On Sun, 10 Nov 2019, Matt Riedemann wrote:
On 11/10/2019 10:44 AM, Balázs Gibizer wrote:
On 3500 baremetal nodes _update_available_resource takes 1.5 hour.
Why have a single nova-compute service manage this many nodes? Or even 1000?
Why not try to partition things a bit more reasonably like a normal cell where you might have ~200 nodes per compute service host (I think CERN keeps their cells to around 200 physical compute hosts for scaling)?
Without commenting on the efficacy of doing things this way, I can report that 1000 (or even 3500) instances (not nodes) is a thing that can happen in some openstack + vsphere setups and tends to exercise some of the same architectural problems that a lots-of- ironic (nodes) setup encounters.
As far as I can tell the root architecture problem is:
a) there are lots loops b) there is an expectation that those loops will have a small number of iterations
(b) is generally true for a run of the mill KVM setup, but not otherwise.

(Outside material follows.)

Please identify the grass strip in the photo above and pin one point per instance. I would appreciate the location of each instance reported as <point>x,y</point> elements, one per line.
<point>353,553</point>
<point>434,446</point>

(b) not being true in other contexts creates an impedance mismatch that is hard to overcome without doing at least one of the two things suggested elsewhere in this thread:
1. manage fewer pieces per nova-compute (Matt) 2. "algorithmic improvement" (Arne)
On 2, I wonder if there's been any exploration of using something like a circular queue and time-bounding the periodic jobs? Or using separate processes? For the ironic and vsphere contexts, increased CPU usage by the nova-compute process does not impact on the workload resources, so parallization is likely a good option.